The Call of Freedom
In the mid-19th century, 8,000 African Americans lived in Dorchester County. Roughly half were slaves; most of the rest worked as free laborers. Enslaved blacks, free blacks, and abolitionist whites worked together to operate the Underground Railroad, a secret network of "stations" and "conductors" that led hundreds of enslaved people to freedom and became a powerful national symbol of resistance to slavery.
A Childhood in Slavery
The Bucktown area has changed little since Harriet Tubman's childhood. Born Araminta "Minty" Ross in the early 1820s, Tubman grew up to become a daring and successful Underground Railroad conductor.

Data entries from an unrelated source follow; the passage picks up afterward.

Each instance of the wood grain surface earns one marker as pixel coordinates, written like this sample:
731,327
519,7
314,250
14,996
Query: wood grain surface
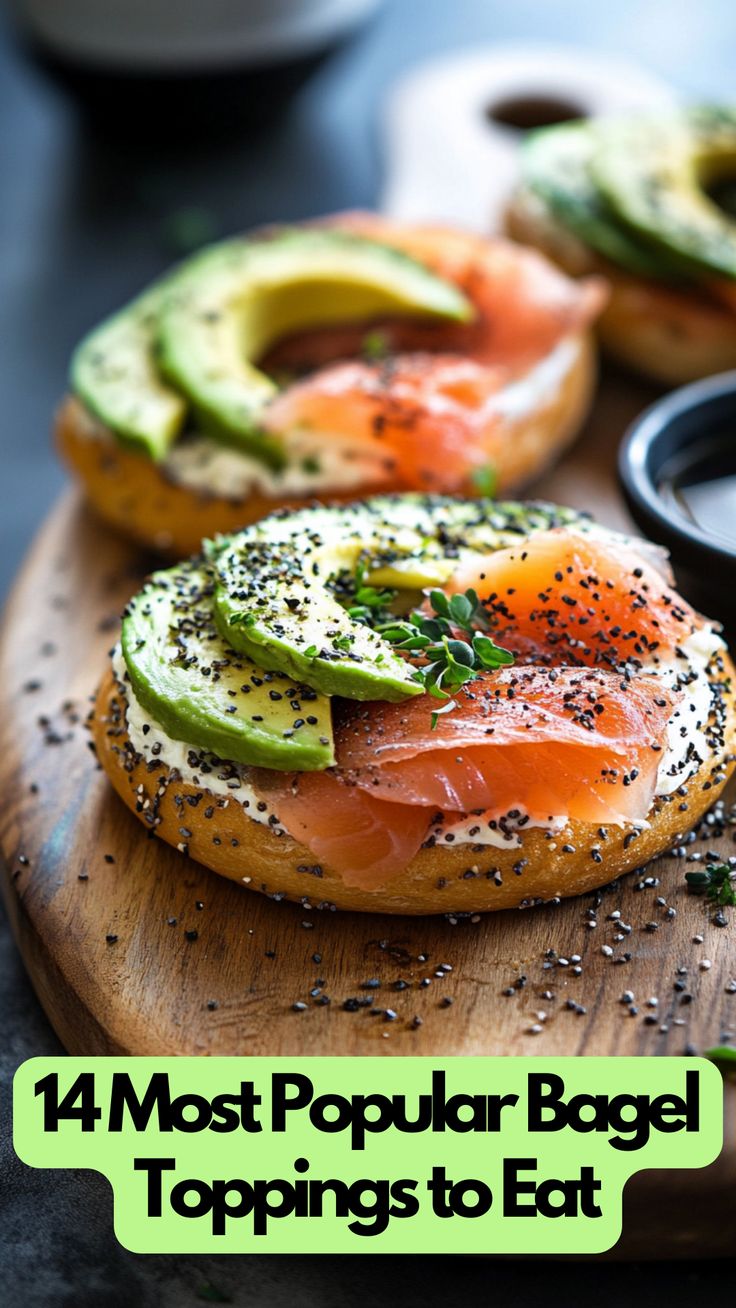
135,948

After escaping bondage herself in 1849, she made 13 trips back to the Eastern Shore and led over 70 people from slavery to freedom
With strong family ties in this area, Tubman often returned to rescue he own cherished relatives and friends. Tubman, her mother and siblings were ownded by Edward Brodess and lived on his farm. As early as age six or seven, Tubman was hired out to nearby farms and endured extended separations from her family.
The Birthplace Question
Some written accounts and local oral history identify the Brodess farm as Tubman's birthplace although historians have not been able to verify the actual birth site. Such uncertainty is common because few slaves' births were officially documented. Other records suggest that Edward Brodess moved Tubman's mother, "Rit" Green, here from the Madison/Woolford area just after Tubman's birth.